Every week, the blog introduces you to a technical term from the American Meteorology Society’s “Glossary of Meteorology”. Welcome to #WxGeekSpeak!
This weekend’s storm brought more than valley rain and mountain snow to Arizona.
Sunday afternoon, the National Weather Service in Phoenix received several reports of a funnel cloud over Scottsdale. While ominous looking, this funnel cloud did not touch the ground or cause any damage.
There’s good reason why it was harmless.
From a meteorological standpoint, this is considered a cold air funnel. All the ingredients were in play to have cold air funnel clouds develop this weekend: an mid or upper level low pressure center (to provide spin), a drastic temperature change from surface to the upper levels and rising air associated with nearby showers.
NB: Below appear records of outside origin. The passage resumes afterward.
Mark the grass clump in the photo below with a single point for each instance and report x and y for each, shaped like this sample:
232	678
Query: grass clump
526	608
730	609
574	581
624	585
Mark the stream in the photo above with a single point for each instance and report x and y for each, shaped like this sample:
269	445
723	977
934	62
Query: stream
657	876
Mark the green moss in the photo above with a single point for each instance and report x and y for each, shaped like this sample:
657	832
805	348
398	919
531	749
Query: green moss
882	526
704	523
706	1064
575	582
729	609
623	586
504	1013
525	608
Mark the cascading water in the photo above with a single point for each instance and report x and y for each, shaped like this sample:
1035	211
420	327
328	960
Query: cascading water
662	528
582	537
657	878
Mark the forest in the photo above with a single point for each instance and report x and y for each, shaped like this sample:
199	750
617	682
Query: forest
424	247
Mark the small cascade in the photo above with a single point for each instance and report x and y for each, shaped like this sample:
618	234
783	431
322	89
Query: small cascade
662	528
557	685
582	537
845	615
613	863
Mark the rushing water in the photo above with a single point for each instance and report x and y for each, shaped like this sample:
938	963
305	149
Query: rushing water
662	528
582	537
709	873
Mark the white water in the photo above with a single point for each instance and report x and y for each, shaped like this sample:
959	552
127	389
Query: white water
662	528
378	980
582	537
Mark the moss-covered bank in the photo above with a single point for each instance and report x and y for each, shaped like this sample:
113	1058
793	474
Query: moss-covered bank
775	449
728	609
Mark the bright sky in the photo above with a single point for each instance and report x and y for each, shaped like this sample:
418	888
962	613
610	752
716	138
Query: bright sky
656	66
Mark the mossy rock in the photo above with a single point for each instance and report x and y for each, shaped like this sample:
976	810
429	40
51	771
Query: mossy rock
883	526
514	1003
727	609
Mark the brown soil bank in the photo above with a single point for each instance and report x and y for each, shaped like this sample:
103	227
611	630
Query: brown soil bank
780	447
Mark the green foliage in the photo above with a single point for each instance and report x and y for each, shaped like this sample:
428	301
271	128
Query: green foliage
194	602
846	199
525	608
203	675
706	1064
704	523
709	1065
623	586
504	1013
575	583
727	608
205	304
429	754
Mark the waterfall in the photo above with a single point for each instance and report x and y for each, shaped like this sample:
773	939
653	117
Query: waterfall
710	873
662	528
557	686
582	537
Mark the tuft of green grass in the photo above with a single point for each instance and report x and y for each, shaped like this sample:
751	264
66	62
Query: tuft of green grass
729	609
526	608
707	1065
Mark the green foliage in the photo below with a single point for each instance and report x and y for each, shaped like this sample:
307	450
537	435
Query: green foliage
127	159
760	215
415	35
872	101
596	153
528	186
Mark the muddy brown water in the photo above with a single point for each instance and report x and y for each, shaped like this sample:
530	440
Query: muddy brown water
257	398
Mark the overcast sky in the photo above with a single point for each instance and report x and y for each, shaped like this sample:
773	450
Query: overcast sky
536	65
Cold air funnel clouds can be common during well-developed Winter storms. These funnel clouds rarely touch the ground, primarily because the funnel originates in high cloud bases. In the event a cold air funnel touches the ground, the subsequent tornado is very weak in intensity.
Full definition of cold air funnel: A funnel cloud or (rarely) a small, relatively weak tornado that can develop from a small shower or thunderstorm when the air aloft is unusually cold (hence the name). They are much less violent than other types of tornadoes.